"Here I am in my first command - a bit dazed but feeling very grand"
About this Quote
Context matters. Mountbatten is a product of aristocratic Britain, where command was as much a social entitlement as an earned expertise. “First command” signals not just professional arrival but class validation: the moment the inherited aura becomes an official role. The subtext is a kind of self-aware privilege. He’s acknowledging the surreal speed at which a well-connected officer can be handed lives, ships, and history. He’s also letting himself enjoy it, which is precisely what makes the line revealing rather than heroic.
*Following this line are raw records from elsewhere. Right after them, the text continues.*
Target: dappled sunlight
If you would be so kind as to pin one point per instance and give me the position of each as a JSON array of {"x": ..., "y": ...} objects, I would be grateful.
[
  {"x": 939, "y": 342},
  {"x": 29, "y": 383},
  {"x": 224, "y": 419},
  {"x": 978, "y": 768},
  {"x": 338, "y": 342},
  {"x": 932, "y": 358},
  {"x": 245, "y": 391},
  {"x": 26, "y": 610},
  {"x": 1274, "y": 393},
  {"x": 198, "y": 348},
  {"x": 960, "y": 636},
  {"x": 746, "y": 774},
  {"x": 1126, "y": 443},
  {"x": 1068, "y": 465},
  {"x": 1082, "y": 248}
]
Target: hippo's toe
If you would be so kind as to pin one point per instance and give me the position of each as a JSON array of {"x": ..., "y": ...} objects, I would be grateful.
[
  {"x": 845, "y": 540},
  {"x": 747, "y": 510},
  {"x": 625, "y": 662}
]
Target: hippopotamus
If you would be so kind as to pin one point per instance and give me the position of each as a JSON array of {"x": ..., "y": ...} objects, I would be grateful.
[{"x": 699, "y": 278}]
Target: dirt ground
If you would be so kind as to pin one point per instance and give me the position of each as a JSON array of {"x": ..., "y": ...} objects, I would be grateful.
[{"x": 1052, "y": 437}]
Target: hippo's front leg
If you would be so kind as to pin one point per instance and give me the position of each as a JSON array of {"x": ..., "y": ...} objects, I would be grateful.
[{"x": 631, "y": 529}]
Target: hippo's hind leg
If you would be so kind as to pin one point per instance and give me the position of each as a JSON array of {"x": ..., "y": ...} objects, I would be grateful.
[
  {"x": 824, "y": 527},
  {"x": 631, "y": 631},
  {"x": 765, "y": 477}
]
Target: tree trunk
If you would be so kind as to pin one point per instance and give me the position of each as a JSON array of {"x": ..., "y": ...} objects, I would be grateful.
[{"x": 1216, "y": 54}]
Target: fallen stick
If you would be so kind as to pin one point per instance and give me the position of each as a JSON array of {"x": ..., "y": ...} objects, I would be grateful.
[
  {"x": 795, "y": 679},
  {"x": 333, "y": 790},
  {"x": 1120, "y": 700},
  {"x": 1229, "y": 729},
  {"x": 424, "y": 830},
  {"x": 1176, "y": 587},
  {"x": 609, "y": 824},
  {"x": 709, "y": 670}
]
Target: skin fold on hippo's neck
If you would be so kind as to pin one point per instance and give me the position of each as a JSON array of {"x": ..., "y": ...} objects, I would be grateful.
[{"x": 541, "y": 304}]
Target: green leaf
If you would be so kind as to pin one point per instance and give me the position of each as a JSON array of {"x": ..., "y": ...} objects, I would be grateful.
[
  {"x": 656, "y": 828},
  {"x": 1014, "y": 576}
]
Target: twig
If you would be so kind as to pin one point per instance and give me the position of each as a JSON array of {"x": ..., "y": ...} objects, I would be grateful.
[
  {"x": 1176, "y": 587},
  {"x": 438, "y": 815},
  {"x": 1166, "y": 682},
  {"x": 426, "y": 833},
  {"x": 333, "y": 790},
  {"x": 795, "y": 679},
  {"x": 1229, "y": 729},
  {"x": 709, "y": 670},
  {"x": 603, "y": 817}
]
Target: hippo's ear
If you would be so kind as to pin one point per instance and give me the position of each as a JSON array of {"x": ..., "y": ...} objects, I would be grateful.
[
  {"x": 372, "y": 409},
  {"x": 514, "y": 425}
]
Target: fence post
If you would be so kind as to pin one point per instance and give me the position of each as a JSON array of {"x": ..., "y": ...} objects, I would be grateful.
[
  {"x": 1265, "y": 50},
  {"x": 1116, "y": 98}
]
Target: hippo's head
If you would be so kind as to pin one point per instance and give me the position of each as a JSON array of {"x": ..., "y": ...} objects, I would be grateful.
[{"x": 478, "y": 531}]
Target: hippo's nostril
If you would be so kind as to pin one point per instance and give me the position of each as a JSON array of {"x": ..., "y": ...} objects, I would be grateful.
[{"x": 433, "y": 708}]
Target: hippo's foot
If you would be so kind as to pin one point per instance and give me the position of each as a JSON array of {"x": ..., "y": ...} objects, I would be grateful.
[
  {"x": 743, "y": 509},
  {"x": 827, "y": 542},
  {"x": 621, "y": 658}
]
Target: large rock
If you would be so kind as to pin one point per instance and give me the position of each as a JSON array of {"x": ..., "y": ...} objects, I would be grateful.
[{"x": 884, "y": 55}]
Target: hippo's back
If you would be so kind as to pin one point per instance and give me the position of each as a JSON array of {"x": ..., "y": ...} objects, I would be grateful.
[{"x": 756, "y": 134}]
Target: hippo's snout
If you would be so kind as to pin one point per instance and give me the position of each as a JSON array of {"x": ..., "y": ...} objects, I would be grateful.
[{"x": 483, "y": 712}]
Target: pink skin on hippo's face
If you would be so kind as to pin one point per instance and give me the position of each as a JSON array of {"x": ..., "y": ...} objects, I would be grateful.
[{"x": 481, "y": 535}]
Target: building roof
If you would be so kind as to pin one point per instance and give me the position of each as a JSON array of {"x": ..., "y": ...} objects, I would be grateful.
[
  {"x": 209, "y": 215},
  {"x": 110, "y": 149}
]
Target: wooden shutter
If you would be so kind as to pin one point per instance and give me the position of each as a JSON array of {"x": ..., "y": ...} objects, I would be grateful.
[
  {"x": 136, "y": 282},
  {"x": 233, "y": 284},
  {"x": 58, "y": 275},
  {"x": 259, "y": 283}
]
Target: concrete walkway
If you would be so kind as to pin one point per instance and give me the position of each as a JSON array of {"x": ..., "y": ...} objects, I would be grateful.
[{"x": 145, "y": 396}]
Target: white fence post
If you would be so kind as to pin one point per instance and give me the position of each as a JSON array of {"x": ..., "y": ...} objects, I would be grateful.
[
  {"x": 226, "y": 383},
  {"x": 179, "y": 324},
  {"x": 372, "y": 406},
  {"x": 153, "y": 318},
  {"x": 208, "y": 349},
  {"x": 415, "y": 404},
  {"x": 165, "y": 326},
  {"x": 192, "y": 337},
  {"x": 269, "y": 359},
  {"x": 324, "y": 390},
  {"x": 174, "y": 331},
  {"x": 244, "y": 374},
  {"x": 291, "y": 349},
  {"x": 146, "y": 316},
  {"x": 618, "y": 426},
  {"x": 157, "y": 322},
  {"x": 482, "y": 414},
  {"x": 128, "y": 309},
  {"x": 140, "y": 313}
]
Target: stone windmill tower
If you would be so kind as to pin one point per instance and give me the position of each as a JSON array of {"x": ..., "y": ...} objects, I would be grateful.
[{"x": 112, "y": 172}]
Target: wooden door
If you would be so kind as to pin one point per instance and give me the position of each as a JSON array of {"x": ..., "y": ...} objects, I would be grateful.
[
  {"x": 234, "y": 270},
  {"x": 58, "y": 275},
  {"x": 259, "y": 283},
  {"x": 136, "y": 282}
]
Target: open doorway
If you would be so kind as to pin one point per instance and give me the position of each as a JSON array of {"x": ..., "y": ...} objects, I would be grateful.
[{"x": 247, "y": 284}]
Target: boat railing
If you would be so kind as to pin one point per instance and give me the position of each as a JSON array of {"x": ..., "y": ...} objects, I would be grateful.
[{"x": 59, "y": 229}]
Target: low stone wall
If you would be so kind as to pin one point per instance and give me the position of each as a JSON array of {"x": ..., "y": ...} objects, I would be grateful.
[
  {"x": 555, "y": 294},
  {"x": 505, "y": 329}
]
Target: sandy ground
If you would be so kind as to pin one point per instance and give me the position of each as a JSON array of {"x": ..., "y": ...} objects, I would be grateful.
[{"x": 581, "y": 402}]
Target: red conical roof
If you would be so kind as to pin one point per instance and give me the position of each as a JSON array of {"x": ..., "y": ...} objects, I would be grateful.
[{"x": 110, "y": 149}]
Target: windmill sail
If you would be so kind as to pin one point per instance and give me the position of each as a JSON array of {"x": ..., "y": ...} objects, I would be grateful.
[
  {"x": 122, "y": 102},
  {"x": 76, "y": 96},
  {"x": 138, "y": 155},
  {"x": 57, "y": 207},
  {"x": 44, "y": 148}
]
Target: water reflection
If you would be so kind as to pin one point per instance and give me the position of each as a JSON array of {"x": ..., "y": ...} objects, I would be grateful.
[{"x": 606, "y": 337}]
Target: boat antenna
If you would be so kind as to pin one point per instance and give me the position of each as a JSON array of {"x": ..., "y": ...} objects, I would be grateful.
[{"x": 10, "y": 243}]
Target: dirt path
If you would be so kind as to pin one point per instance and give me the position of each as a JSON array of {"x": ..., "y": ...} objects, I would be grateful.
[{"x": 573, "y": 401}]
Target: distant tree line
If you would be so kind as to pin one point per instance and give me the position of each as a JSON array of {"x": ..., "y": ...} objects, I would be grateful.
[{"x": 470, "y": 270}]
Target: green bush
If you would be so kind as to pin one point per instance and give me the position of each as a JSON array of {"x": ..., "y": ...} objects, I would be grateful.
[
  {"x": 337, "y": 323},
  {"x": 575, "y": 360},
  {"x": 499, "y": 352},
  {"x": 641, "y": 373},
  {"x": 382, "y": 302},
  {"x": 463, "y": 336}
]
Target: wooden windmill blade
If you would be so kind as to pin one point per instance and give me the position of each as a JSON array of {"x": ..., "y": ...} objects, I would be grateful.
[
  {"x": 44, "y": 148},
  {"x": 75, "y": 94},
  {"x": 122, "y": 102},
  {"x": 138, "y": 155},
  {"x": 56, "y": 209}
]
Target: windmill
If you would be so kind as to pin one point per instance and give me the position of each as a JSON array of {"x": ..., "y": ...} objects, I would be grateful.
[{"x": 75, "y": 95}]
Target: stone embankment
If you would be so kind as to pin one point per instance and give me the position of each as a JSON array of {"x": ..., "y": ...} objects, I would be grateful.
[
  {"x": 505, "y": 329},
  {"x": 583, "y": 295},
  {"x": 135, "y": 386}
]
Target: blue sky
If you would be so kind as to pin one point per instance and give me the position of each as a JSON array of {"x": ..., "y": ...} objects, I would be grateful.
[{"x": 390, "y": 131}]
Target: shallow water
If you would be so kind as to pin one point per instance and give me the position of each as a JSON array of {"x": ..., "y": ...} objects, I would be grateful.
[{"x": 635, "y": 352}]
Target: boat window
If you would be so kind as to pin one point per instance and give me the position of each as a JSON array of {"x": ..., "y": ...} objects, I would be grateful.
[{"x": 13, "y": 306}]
The intent feels partly private, the sort of remark you’d write in a letter or diary to manage nerves with humor. It’s a coping mechanism, but also a subtle assertion: dazed, yes, but grand all the same. That blend of candor and confidence prefigures the Mountbatten brand - charm as armor, self-belief as strategy - and hints at the larger imperial drama in which personal ambition and national power were frequently indistinguishable.
Quote Details
| Topic | Leadership |
|---|---|
| Source | Help us find the source |
| Cite |
Citation Formats
APA Style (7th ed.)
Mountbatten, Lord. (2026, January 16). Here I am in my first command - a bit dazed but feeling very grand. FixQuotes. https://fixquotes.com/quotes/here-i-am-in-my-first-command-a-bit-dazed-but-114859/
Chicago Style
Mountbatten, Lord. "Here I am in my first command - a bit dazed but feeling very grand." FixQuotes. January 16, 2026. https://fixquotes.com/quotes/here-i-am-in-my-first-command-a-bit-dazed-but-114859/.
MLA Style (9th ed.)
"Here I am in my first command - a bit dazed but feeling very grand." FixQuotes, 16 Jan. 2026, https://fixquotes.com/quotes/here-i-am-in-my-first-command-a-bit-dazed-but-114859/. Accessed 13 Feb. 2026.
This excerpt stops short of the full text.